# Re-purposing A Turret Lathe Knurling Head



## ksierens (Mar 31, 2016)

I picked up a Warner & Swasey M-940 knurling head form a shop closing for like nothing, and was able to adapt it to my Craftsman 101.21200 lathe.  I cut off the shank up into the body to the 1.625" bore and made an adapter out of aluminum to fit my quick change tool post set at the right height to center it.  Wanted to post some pictures here in case other happen to come across one, so they know that they can be reused.

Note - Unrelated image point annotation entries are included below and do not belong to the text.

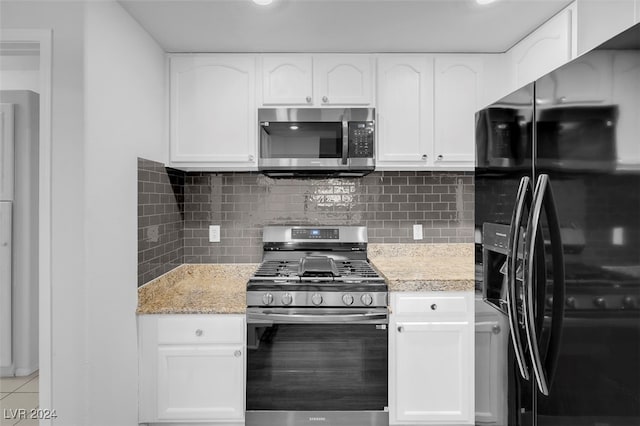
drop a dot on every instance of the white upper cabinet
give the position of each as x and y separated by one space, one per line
319 80
458 80
287 80
550 46
213 112
345 79
405 112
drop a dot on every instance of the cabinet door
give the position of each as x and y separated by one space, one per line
457 98
434 380
344 79
405 112
213 114
287 80
544 50
203 382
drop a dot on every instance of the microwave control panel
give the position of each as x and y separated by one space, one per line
361 139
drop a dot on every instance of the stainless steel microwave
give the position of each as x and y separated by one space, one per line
316 141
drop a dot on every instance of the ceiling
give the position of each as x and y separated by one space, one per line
340 25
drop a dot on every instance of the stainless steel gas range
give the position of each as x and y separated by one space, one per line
317 335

Now I can knurl up to 1 1/2" without putting any stress on the little lathe.


----------



## Silverbullet (Mar 31, 2016)

I like it , I just picked up a large knurling tool holder from a turret lathe . Your set up is perfect , I was going to try to set it up off the tail stock , but this is much better. My tool holder for knurling must way 30 lbs. but I luckily won it on eBay at a little more then a dollar a pound , the best part it's brand new . 
Sometimes I get almost lucky but the deal was good , now I want to get a die head and die sets. . yupp nice job. thanks for sharing .


----------



## seasicksteve (Apr 1, 2016)

Now that got me thinking. I have a similar knurling tool and a 5C collet toolholder for my aloris toolpost. I should be able to connect the two items and try it out. Thanks for the inspiration


----------